Из отпущенных на волю сотрудников «Атлантиса» только Инка раз в неделю навещает Писсаридзе, который похудел и ослаб хуже любого бездомного пса. Она носит передачи инкогнито, подкармливает грузинского путешественника кукурузными лепешками, пивом собственного изготовления, фруктами, дарит ему живые деревца в кадках, толстые серые носки из грубой козьей шерсти, собачьи и крысиные зубы на ниточках, чтобы спасали от тюремных духов, ремни с тяжелыми пряжками, чтобы оберегали от сокамерников. На просьбы представиться Инка шипит, обида еще разъедает ей сердце, напоминает белым шрамом на пальце. Однако невиновность Писсаридзе и «Атлантиса» тревожит Инку, будит Виракочу ее души, толкает во вьюгу и в мороз плестись к тюрьме, прижимая к груди передачу, чтобы суп в бидончике не остыл. На все ее попытки защитить горе-авантюриста правосудие отвечает непониманием, словно Инка говорит на чужом языке кечуа, слова сливаются в неясную, бессмысленную песнь, и пиратам ее не понять.
Прядет ледяные нитки северная зима-злюка, но даже в мороз Инка сворачивает к набережной по дороге домой. Вечером в свете фонарей снег светится осколками горного хрусталя. Чтобы не тосковать одной, скитаясь без сна вдоль затянутой льдом реки, Инка берет с собой узелок с косточками кролика. Она ведет с ними тихие неспешные беседы о том, как хорошо обнять цветущий каштан, как спокойно сидеть в зарослях на берегу пруда, наблюдая водомерок и стрекоз. Хорошо также гулять по лесу и чувствовать на себе зорко следящие из чащи глаза зверей. Лето слишком спешит в этих местах, скупо одаривает плодами, пригодными для еды, неохотно греет воду в реках, быстро сворачивает ковры на лугах. И хочется уехать далеко, на юг и затеряться в белом, пыльном городе, где дома дымятся на жаре. Хочется бродить по берегу моря и собирать ракушки, сердолики и черепки древних ваз.
Однажды вечером, когда Инка тенью плелась с работы домой, недалеко от нее мягко притормозила маленькая машинка-жук Стекло опустилось, мягкий голос вторгся в Инкину тишину. От неожиданности по спине юркнула холодная ящерка. А как не испугаться, в крепкий кофе позднего вечера лишь Мама Килья и ленные фонари вливали жидкое, разбавленное молоко.

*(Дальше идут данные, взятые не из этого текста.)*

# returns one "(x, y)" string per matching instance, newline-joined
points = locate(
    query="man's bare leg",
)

Но Инка не знает страха, решительно ныряет она в машину, и промерзшая юбка шуршит как неведомый доселе музыкальный инструмент. Мужчина за рулем не дает ей ехать молча, он старательно исполняет ритуал знакомства, сверкает глазами, искрит камушком в перстне, тихо и нежно что-то рассказывает. Инка сидит, как впавший в транс зверек, теребит косточки в узелке, рассеянно пропускает вопросы мимо промерзших ушей, бурчит обветренными губами крупицы слов, которых требует приличие, если ты просишь человека прокатиться по всем набережным города. На вопросы водителя Инка отвечает невпопад и с видом коршуна-охотника отслеживает происходящее у реки. Полоса набережных пуста, рядом с Киевским вокзалом продвигается шумный рой молодежи. Две высокие девицы-цапли вышагивают, пошатываясь, но все же удерживаются на длиннющих каблуках. После того как Инка заявила, что работает в лавчонке амулетов и «по национальности я – Солнце», в салоне настала долгожданная тишина, обогретая мощной печкой. Они ехали быстро и долго, петляя вдоль реки. На душе Инки простиралась равнина: ни один холм, ни одна возвышенность не нарушали крепкого, неукротимого спокойствия и хладнокровия, каким и ягуар бы позавидовал. Не удивляясь надломившейся беседе и тяжелому, тягучему, как горячий воск, молчанию, Инка следит, что делается на набережной.